Morre a lenda do terror: José Mojica Marins, o Zé do Caixão

José Mojica Martins, o Zé do Caixão, não está mais entre nós. Aos 83 anos, o cineasta faleceu no hospital Sancta Maggiore, em São Paulo, nesta quarta-feira (19), em consequência de uma broncopneumonia. As informações são da Folha de S.Paulo.

Tido como figura folclórica, Mojica tem importância imensurável para a arte do seu país. Para quase todos os cinéfilos, ele é o pai do terror do cinema nacional. E, para muitos outros, descrevê-lo como o maior diretor brasileiro em todos os tempos é questão de justiça.

Ainda que tenha feito filmes artesanais em sua adolescência com a ajuda de uma Câmera V-8, a trajetória de Mojica começou profissionalmente nos anos 1950, quando ainda muito jovem montou a sua própria escola de atores em São Paulo, a Mojica Marins.

Foi com a ajuda dos seus próprios alunos que ele lançou o seu primeiro filme, aos 22 anos, em 1958, A Sina do Aventureiro, um faroeste com figurino gaúcho, nordestino e estadunidense que viria a ser chamado como o primeiro Western Feijoada.

O longa foi um grande sucesso de bilheteria, algo comum em sua trajetória. Mas o sucesso que mudaria para sempre a vida de Mojica surgiria somente na década seguinte, com À Meia-Noite Levarei Sua Alma, de 1963.

Foi neste filme que Mojica apresentou ao mundo o Zé do Caixão, personagem que se confundiria com o próprio autor pelas décadas seguintes. Um fruto de um dos seus pesadelos mais terríveis.

“Vi num sonho um vulto me arrastando para um cemitério. Logo ele me deixou em frente a uma lápide, lá havia duas datas, a do meu nascimento e a da minha morte. As pessoas em casa ficaram bastante assustadas, chamaram até um pai-de-santo por achar que eu estava com o diabo no corpo.

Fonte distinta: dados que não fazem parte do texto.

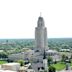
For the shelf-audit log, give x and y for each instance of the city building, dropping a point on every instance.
(39, 61)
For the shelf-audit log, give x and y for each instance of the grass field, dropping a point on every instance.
(59, 66)
(3, 62)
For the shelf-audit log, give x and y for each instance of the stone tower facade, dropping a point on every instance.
(41, 35)
(39, 61)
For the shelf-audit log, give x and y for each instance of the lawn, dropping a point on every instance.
(59, 66)
(3, 62)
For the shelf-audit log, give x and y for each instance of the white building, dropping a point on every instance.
(39, 63)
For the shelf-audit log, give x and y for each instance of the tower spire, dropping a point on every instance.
(40, 14)
(44, 57)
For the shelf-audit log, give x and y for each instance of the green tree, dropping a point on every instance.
(21, 62)
(63, 57)
(50, 60)
(52, 69)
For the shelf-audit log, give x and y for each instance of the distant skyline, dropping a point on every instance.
(18, 18)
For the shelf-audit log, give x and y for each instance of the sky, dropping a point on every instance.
(18, 18)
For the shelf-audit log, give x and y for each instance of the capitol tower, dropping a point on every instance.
(39, 60)
(41, 35)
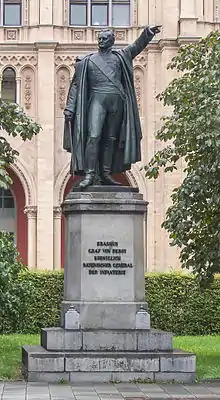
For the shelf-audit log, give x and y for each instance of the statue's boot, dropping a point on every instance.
(90, 161)
(106, 178)
(88, 180)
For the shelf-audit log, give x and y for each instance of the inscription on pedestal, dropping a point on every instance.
(107, 259)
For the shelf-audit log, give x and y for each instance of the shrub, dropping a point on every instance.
(177, 304)
(10, 288)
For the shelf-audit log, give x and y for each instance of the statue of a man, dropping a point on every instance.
(102, 125)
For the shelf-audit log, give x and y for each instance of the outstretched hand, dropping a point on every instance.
(155, 29)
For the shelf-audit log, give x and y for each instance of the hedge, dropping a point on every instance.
(175, 303)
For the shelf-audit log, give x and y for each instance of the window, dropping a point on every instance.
(9, 85)
(7, 212)
(100, 13)
(11, 12)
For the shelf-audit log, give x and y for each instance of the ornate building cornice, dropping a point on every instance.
(31, 212)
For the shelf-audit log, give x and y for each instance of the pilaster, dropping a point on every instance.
(57, 215)
(188, 18)
(31, 212)
(45, 160)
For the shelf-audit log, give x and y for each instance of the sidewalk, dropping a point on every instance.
(43, 391)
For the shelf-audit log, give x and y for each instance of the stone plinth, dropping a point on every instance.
(105, 330)
(104, 264)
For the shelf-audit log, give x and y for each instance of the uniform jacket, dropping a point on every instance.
(127, 148)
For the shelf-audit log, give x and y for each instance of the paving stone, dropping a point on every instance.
(176, 390)
(199, 390)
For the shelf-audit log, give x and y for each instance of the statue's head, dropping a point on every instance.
(106, 39)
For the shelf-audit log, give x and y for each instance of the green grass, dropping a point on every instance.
(206, 348)
(10, 354)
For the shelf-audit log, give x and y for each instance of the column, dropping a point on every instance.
(57, 214)
(31, 212)
(46, 12)
(18, 90)
(170, 19)
(188, 19)
(45, 151)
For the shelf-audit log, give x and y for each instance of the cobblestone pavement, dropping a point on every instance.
(43, 391)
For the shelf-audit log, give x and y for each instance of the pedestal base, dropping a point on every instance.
(106, 356)
(104, 296)
(124, 357)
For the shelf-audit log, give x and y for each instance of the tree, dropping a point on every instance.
(16, 123)
(192, 132)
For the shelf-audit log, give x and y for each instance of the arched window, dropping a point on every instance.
(12, 12)
(9, 85)
(100, 13)
(7, 212)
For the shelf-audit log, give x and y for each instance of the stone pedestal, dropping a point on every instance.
(105, 330)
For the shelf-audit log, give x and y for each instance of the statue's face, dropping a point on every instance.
(105, 39)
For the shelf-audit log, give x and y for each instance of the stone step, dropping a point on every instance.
(40, 364)
(58, 339)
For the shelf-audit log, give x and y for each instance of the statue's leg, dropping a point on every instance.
(113, 124)
(96, 118)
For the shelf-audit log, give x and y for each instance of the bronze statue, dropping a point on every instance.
(102, 125)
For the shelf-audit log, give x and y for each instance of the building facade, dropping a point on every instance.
(39, 41)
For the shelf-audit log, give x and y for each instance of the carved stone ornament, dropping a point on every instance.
(18, 60)
(27, 92)
(217, 10)
(121, 35)
(66, 12)
(141, 59)
(26, 4)
(31, 212)
(63, 89)
(65, 60)
(57, 212)
(11, 34)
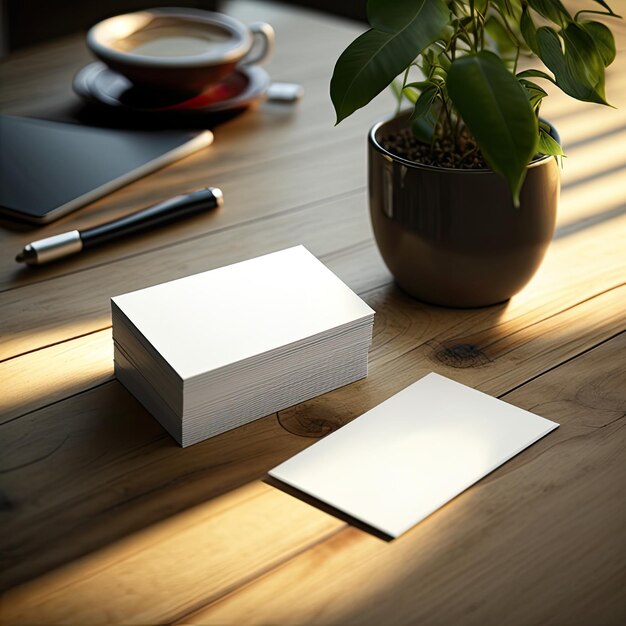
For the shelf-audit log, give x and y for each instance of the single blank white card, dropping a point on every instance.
(405, 458)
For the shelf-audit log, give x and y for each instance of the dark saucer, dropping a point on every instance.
(98, 83)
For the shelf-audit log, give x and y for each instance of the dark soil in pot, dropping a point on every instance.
(452, 236)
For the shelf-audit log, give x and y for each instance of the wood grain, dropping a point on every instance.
(110, 457)
(106, 520)
(496, 550)
(92, 578)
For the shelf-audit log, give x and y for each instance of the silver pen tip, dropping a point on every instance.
(219, 196)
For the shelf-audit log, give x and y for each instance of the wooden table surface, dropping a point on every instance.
(106, 520)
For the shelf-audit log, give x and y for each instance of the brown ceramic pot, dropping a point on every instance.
(453, 237)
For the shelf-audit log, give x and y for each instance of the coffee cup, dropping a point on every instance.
(178, 48)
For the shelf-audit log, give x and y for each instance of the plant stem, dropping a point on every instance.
(404, 79)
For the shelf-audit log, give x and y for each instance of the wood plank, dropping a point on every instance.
(73, 473)
(274, 133)
(562, 338)
(497, 552)
(41, 378)
(51, 311)
(257, 139)
(242, 534)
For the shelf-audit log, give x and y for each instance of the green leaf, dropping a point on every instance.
(403, 28)
(603, 39)
(548, 144)
(578, 69)
(536, 74)
(500, 35)
(424, 102)
(607, 7)
(496, 110)
(552, 10)
(535, 93)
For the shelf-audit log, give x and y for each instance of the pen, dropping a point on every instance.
(59, 246)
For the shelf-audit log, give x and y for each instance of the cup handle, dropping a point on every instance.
(264, 32)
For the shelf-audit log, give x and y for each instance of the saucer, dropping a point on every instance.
(98, 83)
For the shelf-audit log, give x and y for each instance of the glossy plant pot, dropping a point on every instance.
(453, 237)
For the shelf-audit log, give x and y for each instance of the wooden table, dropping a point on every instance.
(106, 520)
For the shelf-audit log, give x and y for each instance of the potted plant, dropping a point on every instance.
(464, 185)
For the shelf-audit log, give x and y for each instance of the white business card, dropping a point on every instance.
(405, 458)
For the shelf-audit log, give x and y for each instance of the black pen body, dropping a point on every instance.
(156, 215)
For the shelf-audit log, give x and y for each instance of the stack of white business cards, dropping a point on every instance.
(210, 352)
(405, 458)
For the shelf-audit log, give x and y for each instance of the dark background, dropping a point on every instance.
(25, 22)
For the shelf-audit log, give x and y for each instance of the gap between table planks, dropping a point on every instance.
(98, 463)
(517, 499)
(495, 550)
(314, 121)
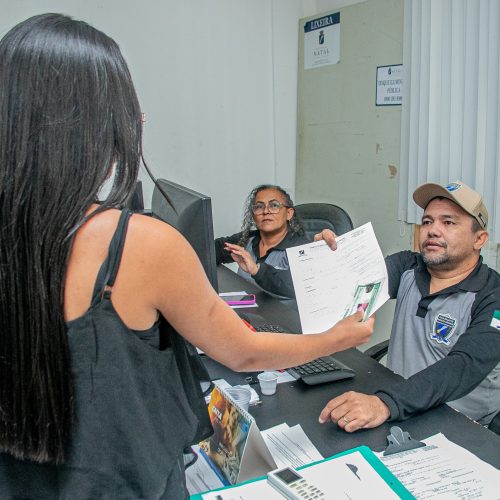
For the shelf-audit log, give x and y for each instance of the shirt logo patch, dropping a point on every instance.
(495, 320)
(444, 326)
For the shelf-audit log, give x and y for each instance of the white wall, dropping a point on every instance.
(217, 80)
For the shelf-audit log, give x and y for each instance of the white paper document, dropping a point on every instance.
(330, 285)
(290, 446)
(200, 476)
(346, 477)
(443, 469)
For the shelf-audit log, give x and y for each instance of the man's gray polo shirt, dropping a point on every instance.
(444, 344)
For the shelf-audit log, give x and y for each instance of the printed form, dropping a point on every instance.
(443, 469)
(330, 285)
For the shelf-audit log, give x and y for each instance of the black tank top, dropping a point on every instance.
(135, 413)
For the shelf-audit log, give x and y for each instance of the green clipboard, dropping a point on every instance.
(388, 477)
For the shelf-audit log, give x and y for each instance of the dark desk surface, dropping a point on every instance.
(296, 403)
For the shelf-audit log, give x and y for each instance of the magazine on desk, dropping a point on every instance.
(236, 451)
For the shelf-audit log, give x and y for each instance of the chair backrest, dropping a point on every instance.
(318, 216)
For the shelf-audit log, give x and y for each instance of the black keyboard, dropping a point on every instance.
(318, 371)
(321, 370)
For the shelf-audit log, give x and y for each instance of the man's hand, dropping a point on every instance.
(242, 258)
(329, 236)
(352, 411)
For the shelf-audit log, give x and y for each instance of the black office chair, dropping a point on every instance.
(318, 216)
(495, 424)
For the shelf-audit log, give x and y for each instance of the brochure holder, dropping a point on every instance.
(399, 441)
(236, 451)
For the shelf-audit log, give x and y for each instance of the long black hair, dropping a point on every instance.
(68, 113)
(248, 222)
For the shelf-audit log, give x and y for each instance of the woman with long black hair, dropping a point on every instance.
(99, 394)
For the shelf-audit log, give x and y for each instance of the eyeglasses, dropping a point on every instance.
(273, 207)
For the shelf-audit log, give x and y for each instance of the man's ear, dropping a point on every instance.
(480, 239)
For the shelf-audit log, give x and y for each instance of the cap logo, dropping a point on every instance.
(453, 187)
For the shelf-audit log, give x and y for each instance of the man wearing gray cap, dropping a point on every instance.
(445, 338)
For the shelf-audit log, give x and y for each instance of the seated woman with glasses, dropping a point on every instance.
(261, 253)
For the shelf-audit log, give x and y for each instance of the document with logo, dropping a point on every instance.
(330, 285)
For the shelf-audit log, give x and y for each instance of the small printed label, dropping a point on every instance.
(495, 320)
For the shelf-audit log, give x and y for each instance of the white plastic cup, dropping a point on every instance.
(268, 381)
(240, 395)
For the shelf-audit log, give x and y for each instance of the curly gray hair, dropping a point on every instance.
(248, 222)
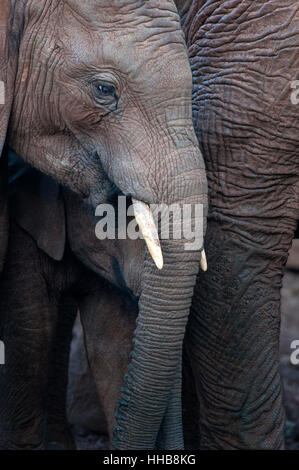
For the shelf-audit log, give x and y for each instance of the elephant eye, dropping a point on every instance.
(105, 90)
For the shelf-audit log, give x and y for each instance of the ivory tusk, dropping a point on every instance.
(203, 261)
(149, 231)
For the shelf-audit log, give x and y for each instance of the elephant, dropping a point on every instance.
(103, 111)
(244, 57)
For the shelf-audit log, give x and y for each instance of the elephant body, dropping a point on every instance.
(98, 97)
(244, 57)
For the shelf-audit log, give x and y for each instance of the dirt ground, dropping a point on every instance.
(289, 372)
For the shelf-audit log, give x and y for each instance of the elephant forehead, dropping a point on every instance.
(145, 43)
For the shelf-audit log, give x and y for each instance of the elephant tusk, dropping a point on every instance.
(149, 231)
(203, 261)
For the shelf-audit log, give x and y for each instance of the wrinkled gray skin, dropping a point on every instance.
(138, 138)
(244, 56)
(108, 311)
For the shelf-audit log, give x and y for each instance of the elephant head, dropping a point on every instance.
(98, 96)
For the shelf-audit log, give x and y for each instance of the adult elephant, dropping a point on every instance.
(244, 57)
(98, 96)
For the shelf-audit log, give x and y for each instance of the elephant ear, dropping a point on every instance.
(38, 207)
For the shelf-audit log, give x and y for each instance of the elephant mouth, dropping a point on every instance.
(146, 223)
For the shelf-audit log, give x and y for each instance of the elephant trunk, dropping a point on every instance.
(164, 306)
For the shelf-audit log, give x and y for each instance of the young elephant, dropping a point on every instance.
(98, 96)
(36, 327)
(245, 61)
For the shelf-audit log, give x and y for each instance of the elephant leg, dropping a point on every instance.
(108, 319)
(190, 406)
(232, 339)
(28, 315)
(58, 435)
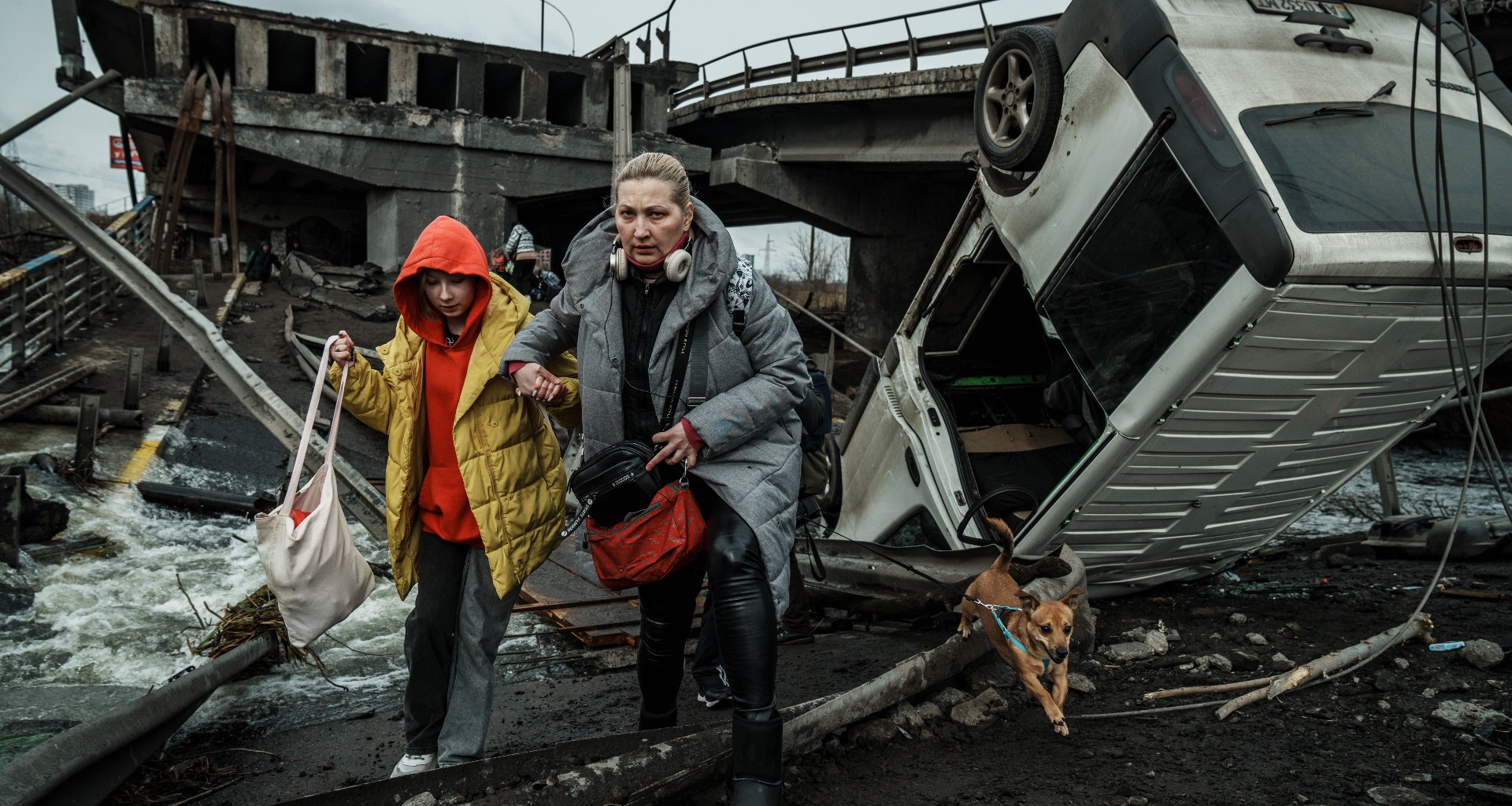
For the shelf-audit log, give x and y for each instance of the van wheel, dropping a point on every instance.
(1018, 98)
(833, 492)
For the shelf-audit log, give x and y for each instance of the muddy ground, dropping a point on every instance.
(1329, 745)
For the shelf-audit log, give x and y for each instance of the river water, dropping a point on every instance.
(105, 628)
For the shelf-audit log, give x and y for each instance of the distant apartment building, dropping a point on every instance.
(79, 195)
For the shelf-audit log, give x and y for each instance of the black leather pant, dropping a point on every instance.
(741, 601)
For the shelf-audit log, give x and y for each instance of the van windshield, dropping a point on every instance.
(1351, 174)
(1150, 265)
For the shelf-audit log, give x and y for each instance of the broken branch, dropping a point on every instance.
(1184, 691)
(1334, 661)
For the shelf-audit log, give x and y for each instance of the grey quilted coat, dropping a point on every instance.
(756, 379)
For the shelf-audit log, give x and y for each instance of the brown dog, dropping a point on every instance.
(1043, 628)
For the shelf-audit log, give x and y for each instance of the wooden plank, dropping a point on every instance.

Acordei aos berros, e naquele momento decidi que faria um filme diferente de tudo que já havia realizado. Estava nascendo naquele momento o personagem que se tornaria uma lenda: Zé do Caixão”, contou Mojica em entrevista a Eugênio Puppo e Arthur Autran.

Com uma estética suja, mostrou um estilo de filmar inconfundível. “Sua câmera não mente jamais e confirma o desejo de reinventar o gênero horror com uma deformação formal”, disse Rogério Sganzerla, outra lenda do cinema brasileiro, sobre o seu ídolo à Folha.

Curiosamente, Mojica só deu vida a Zé do Caixão nos cinemas porque nenhum outro ator se interessou pelo papel. Com grande sucesso de público (e nem tanto de crítica), o filme ganhou duas continuações: Esta Noite Encarnarei no Teu Cadáver, de 1967, e Encarnação do Demônio, de 2008.

Um provocador esnobado pelo próprio país

Provocador, Mojica foi alvo de diversas represálias da ditadura por mais de duas décadas. Teve seus filmes cortados e censurados devido aos atos naturalmente sádicos das suas personagens.

“Eu era perseguido pela censura, pelos padres, por críticos frustrados por não terem conseguido fazer porra nenhuma de cinema, né? Tinha que fazer umas modificações”, relembrou em entrevista ao Terra.

Mesmo com dificuldades, o diretor produzia quase um filme por ano na época de governo militar, mesmo sendo pouco reconhecido pelos críticos brasileiros. Enquanto isso, seu status internacionalmente adquiria um patamar cult.

Neste século, Mojica foi homenageado pelos festivais de Sundance e pelo South by Southwest, ambos realizados nos Estados Unidos. No Brasil, geralmente era convidado para aparições escrachadas e breves na televisão.

Nos últimos cinco anos, o artista se manteve recluso devido a problemas de saúde. Sobre a morte em, o monólogo que abre À Meia-Noite Levarei tua Alma (abaixo) talvez aponte como Mojica encarava a hipótese da sua própria finitude. Sem ele, o mundo dos vivos fica, definitivamente, mais sem graça.

“O que é a vida? É o princípio da morte. O que é a morte? É o fim da vida. O que é a existência? É a continuidade do sangue. O que é o sangue? É a razão da existência!”.